Lors la dernière conférence Google I/O qui s’est tenue en mai 2017, Google a officialisé le support de Kotlin sur Android. Google n’est pas le seul acteur de l’IT à miser sur ce nouveau langage créé par JetBrains (l’éditeur de l’IDE IntelliJ) et s’exécutant sur la JVM (mais pas que). En effet, dès février 2016, Pivotal proposait de développer des applications Spring Boot avec Kotlin. En janvier 2017, ils annonçaient que la version 5 du framework Spring proposerait des fonctionnalités exclusives à Kotlin. Chez Gradle, le langage Kotlin est désormais privilégié au détriment de Groovy.
Pour découvrir ce nouveau venu dans la galaxie des langages de programmation, je me suis intéressé à migrer vers Kotlin l’application démo Spring Petclinic développée en Java et Spring Boot. Je souhaitais ici partager son code source : spring-petclinic-kotlin et énumérer les différences notables avec sa version Java.
Une migration en souplesse
En m’appuyant sur le manuel de référence de Kotlin, j’ai pu migrer l’application sans trop de difficulté et en quelques heures. IntelliJ m’a grandement facilité la tâche puisqu’un copier/coller d’une classe Java dans un fichier Kotlin (extension .kt) lançait le plugin de conversion automatique.

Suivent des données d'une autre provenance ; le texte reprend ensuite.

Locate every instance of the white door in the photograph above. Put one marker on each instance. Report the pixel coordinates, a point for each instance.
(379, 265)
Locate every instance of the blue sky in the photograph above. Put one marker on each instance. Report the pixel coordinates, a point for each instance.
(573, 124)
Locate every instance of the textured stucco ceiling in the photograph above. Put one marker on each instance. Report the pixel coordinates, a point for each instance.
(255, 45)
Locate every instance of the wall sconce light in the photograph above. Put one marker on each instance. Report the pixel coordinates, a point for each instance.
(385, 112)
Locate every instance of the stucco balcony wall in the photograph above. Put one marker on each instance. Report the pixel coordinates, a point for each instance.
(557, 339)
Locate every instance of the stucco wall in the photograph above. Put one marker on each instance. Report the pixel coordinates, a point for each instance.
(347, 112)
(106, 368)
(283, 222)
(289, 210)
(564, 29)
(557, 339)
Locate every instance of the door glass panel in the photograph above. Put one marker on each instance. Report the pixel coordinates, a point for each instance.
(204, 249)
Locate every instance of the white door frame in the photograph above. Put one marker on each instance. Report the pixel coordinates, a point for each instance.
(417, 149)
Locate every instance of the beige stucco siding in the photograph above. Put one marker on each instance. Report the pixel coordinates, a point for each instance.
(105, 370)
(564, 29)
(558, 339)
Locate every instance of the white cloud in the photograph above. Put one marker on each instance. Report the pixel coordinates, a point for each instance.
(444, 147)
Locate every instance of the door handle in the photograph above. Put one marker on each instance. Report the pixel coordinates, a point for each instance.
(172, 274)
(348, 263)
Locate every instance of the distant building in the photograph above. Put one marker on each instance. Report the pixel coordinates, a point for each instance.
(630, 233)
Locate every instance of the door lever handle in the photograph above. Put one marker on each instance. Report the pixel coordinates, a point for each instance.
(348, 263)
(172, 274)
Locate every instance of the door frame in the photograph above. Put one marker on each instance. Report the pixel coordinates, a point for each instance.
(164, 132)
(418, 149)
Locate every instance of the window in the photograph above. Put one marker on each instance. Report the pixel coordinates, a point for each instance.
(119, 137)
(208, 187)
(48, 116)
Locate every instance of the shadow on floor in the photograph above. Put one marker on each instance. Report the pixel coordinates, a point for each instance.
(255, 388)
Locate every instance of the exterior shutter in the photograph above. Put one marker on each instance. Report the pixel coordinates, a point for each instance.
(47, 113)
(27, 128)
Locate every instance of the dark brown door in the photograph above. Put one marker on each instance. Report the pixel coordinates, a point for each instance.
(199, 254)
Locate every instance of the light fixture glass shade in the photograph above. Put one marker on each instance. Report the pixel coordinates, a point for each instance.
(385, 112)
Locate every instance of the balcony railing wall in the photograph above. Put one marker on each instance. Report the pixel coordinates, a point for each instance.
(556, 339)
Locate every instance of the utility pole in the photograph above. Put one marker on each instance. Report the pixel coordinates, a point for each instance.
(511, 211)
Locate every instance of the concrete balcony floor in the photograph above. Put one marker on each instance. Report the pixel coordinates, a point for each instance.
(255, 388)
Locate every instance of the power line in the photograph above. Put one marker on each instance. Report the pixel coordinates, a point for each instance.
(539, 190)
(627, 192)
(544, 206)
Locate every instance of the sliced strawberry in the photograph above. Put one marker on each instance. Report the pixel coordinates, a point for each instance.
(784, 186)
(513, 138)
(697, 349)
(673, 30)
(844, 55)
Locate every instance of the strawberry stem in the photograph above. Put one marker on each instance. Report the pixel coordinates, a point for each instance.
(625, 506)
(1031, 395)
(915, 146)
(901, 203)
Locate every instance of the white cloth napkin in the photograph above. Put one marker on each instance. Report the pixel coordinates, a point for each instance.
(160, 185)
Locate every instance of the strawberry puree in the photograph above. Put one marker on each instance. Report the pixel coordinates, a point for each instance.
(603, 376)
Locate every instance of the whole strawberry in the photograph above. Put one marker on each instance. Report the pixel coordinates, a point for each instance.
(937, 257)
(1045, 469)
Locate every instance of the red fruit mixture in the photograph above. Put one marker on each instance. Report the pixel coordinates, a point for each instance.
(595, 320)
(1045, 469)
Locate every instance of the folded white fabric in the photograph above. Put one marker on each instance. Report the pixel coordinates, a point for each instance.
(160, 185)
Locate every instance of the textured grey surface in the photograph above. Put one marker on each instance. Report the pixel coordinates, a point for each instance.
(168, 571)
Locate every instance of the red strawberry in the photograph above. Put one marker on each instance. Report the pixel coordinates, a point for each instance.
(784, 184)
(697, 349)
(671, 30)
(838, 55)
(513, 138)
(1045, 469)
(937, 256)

Quelques adaptations manuelles restaient néanmoins nécessaires.
Grâce à l’interopérabilité de Kotlin avec Java, j’ai pu faire cohabiter classes Kotlin et classes Java dans le même projet IntelliJ. Au cours de la migration, cela m’a permis de vérifier régulièrement le bon fonctionnement l’application.
Des conventions qui changent
Kotlin changent certaines conventions du langage Java :
1. Les classes et les méthodes sont par défaut finales et ne peuvent être héritées / redéfinies sans l’utilisation du mot clé open
Dans Petclinic, la classe BaseEntity parente de toutes les entités JPA est déclarée ainsi :
@MappedSuperclass open class BaseEntity
L’omission du paramètre open déclenche une erreur de compilation des classes filles : « This type is final, so it cannot be inherited from ».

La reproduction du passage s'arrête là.